The art of listening

The art of listening

I recently interviewed several CEOs for a film we are producing, “The Power of Advice.” One of the themes that came out of those discussions was the importance of good listening skills. 

In the view of many, listening is becoming a lost art. In an effort to be more efficient and technology-savvy, people are spending less time face-to-face. This is impeding listening capabilities. Most professional negotiators will tell you that you can learn invaluable information about a situation through situational and non-verbal cues. Unfortunately, email can’t replace context, tone, attitude, posture and many other nuances of listening. 

I recommend the following:

  • Educate yourself on the art of listening.
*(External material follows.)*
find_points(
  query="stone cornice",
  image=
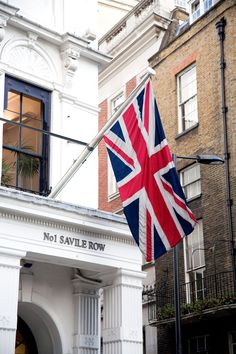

Many books and CDs are available on the subject.
  • Practice makes perfect. Get used to asking questions and then intently listening.
  • Prepare for meetings and understand what your non-verbal cues are saying.
  • Don’t “show up and throw up” at meetings. No one really wants to hear your life story.
  • Find common ground and common interests. That drives real conversation.
  • When actively listening, don’t get distracted by others or your technology.
  • Turn off your computer and smart phone at certain times and on certain days. Connect with people the old-fashioned way: talk to them.
  • Keep an open mind when listening. Closing off is the fastest way of shutting down a conversation before the good stuff comes out.
  • Embrace the silence in a conversation. Many people are afraid of silence and just start talking to fill the gap. Resist the temptation. Think before speaking.
  • Recap your conversation and agree on follow-up and timing.